Lombardy’s breathtaking scenery has served as the backdrop for many international and independent films. Action!
Through the years Lombardy has been the set of many films. Apart from the many films set in Milan.
Plenty have been filmed in more provincial, domestic and modest settings and in the aristocratic and grand historical villas on the lakes.So let’s begin with the villas of delight that have been the backdrop of famous films.
In 1932 the historic Grand Hotel in Tremezzo became the title of an American film directed by Edmond Goulding, with a star-studded cast: Greta Garbo, John Barrymore and Joan Crawford. Ten years later, in the more sombre Villa Pliniana, in Torno, on Lake Como, Mario Soldati filmed Malombra, an adaptation of the book with the same name by Antonio Fogazzaro.
But it was George Lucas’s decision in 2002 to use Villa del Balbianello in Lenno – which has since been acquired by the FAI, the Italian National Trust – to film the famous kiss between Anakin Skywalker and Princess Amidala in the second episode of the Star Wars saga, that made the villas and historical houses in the region so popular with international directors and writers.
Many scenes in Ocean’s Twelve (2004), directed by Steven Soderbergh and starring Brad Pitt, Matt Damon, Julia Roberts and Catherine Zeta Jones, take place on Lake Como. The cast and crew were guests at their co-star George Clooney’s Villa Oleandra, in Laglio, during shooting. The villas in Cernobbio are also featured in The Luzhin Defence (2001) directed by Marleen Gorris, starring John Turturro and Emily Watson, which was filmed in Villa Erba, and the thriller The Other Man (2008) directed by Richard Eyre, starring Liam Neeson, Laura Linney and Antonio Banderas, is set in the beautiful Villa d’Este.
As far back as 1984 the region’s villas were appearing on the big screen thanks to the scenes filmed at Villa Melzi d’Eril in Bellagio for Sergio Leone’s Once Upon a Time in America. The villa’s beauty and the breathtaking scenery captured everyone’s imagination, Robert De Niro included. The charming towns of Varenna and Villa Monastero on the shores of Lake Como are the perfect backdrops to the dreamy Uomo d’acqua dolce (1996) by Antonio Albanese, who directed and starred in it. Just two years earlier, in 1994, Come due coccodrilli, an elegant comedy directed by Giacomo Campiotti, starring Giancarlo Giannini, Fabrizio Bentivoglio and Valeria Golino, was filmed in the province of Lecco, in the town of Lierna.
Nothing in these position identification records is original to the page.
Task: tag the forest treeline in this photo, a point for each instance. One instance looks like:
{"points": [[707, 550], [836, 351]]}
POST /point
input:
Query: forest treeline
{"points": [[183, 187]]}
The charming town of Pavia, with its towers, the university’s courtyards and covered bridge was the perfect background for the cinematic adaptation of Nikolaj Gogol’s novel The Overcoat (1952) directed by Alberto Lattuada and starring Renato Rascel; and for Love and Fear (1988), an adaptation of Anton Cechov’s play Three Sisters, directed by Margarethe Von Trotta, starring Fanny Ardant, Greta Scacchi and Valeria Golino; and the mystery/drama Ghost of Love (1981) directed by Dino Risi, starring Marcello Mastroianni and Romy Schneider.
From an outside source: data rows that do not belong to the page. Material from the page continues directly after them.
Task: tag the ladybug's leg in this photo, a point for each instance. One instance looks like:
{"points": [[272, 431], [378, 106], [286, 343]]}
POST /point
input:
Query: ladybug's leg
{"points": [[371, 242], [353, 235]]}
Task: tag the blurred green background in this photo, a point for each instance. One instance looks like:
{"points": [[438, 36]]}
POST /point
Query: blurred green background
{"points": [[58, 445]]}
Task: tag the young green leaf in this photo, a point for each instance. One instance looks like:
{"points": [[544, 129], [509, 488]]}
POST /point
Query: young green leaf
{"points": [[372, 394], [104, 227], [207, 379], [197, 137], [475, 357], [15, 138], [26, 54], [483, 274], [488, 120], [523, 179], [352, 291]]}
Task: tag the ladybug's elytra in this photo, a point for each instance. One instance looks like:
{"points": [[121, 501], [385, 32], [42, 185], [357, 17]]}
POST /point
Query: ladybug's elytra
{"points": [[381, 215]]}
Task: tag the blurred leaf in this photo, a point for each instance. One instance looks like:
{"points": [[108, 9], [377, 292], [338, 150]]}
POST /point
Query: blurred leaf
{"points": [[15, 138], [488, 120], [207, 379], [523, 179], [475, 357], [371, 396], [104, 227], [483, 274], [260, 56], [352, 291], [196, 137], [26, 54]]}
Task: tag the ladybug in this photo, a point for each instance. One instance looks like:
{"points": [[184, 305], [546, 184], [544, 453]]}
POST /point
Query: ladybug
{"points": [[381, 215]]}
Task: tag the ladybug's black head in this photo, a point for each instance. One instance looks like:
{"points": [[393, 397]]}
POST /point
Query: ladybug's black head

In the nearby farms and woods of the Ticino, Vittorio de Sica shot his drama Sunflower (1970) starring Marcello Mastroianni and Sophia Loren. Some of the scenes were shot on the iconic floating bridge of Bereguardo. Another floating bridge, the one in Torre d’Oglio, in the province of Mantua, appears in the film Radiofreccia (1998) directed by singer Luciano Ligabue.
Cremona’s historical town centre with its Duomo, the Torrazzo and the Broletto set the scene for Alessandro D’Alatri’s The Fever (2004) starring Fabio Volo and Valeria Solarino, and for the thriller La cura del gorilla (2006) written and directed by Sandrone Dazieri. Ermanno Olmi filmed his 2001 film The Profession of Arms in both the Castle in Mantua and Rocca Sforzesca in Soncino.
In 2009 he returned to the region to film his documentary Rupi di Vino set in the wineries of Valtellina.The Milanese poet and photographer Antonia Pozzi and her dramatic, tumultuous life, culminating in her suicide in 1938, inspired two documentaries (Poesia che mi guardi, 2009, and Il cielo in me, 2014) and a film (Antonia, 2016) set in Valsassina, in the town of Pasturo, where the Pozzi family owned their summer residence.